Outra alteração é que o engenheiro de segurança do trabalho e o médico do trabalho não precisam mais informar o Número de Identificação do Trabalhador (NIT), somente é exigido o CPF.

União estável

A mudança na comprovação da união estável, na avaliação do instituto, também foi positiva. Desde 2019 o INSS exigia a documentação comprobatória da união dos últimos 24 meses antes do requerimento. Ou seja, o segurado que fica viúvo deveria levar, no mínimo, dois documentos recentes ao instituto para ter o direito reconhecido. Mas agora, não será preciso levar duas provas documentais, uma já será suficiente.
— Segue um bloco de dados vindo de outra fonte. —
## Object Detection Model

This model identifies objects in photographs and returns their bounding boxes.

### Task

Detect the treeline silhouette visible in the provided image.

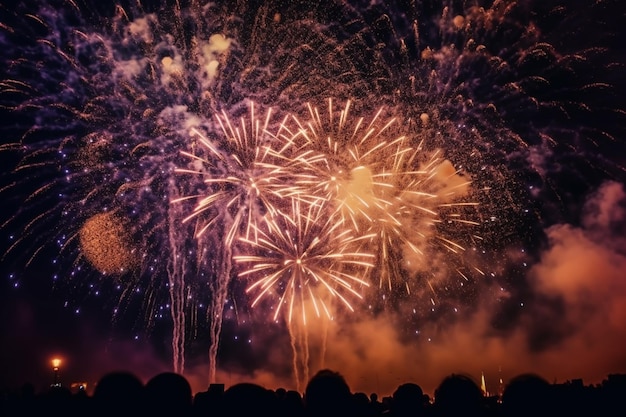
[0,369,626,417]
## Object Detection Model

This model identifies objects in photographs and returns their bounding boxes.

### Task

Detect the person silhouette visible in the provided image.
[145,372,193,416]
[434,374,484,417]
[304,369,353,417]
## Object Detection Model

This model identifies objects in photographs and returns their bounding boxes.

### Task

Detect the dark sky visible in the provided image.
[0,0,626,394]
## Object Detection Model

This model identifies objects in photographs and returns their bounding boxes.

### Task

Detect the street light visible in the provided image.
[52,358,61,387]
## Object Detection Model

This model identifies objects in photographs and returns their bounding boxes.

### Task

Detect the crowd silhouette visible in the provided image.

— Uma prova será suficiente para fazer o procedimento de justificação administrativa, que é o pedido para apresentar testemunhas ao INSS, para fazer a prova de união estável — explica Adriane.

Qualidade de segurado

Em caso de desemprego, o segurado contribuinte individual, terá a qualidade de segurado — que permite o gozo de benefícios previdenciários mesmo sem pagar o INSS — prorrogada por mais 12 meses além dos 12 meses atuais.

Esse tempo varia de seis meses a três anos de manutenção da qualidade de segurado, que garante o direito a benefícios do INSS, dependendo do tipo de vínculo empregatício e de quanto tempo o segurado pagou as contribuições de forma ininterrupta.

Auxílio-doença

O período de auxílio-doença, atual benefício por incapacidade, será contado como tempo de contribuição, se intercalado com períodos de atividade ou contribuições. Neste caso, pontua Adriane, o entendimento está mais favorável que o reconhecido pela Justiça, que só aceita período intercalado caso tenha atividade remunerada.

No entanto, nos casos de aposentadoria especial, esse período ficará limitado. Isso porque a nova norma retira a possibilidade de contar como especial o tempo de afastamento do trabalhador que atuava em atividade prejudicial à saúde e passou um período recebendo o auxílio-doença. Com isso, profissionais de áreas que oferecem risco que tiveram afastamentos podem não conseguir a aposentadoria especial.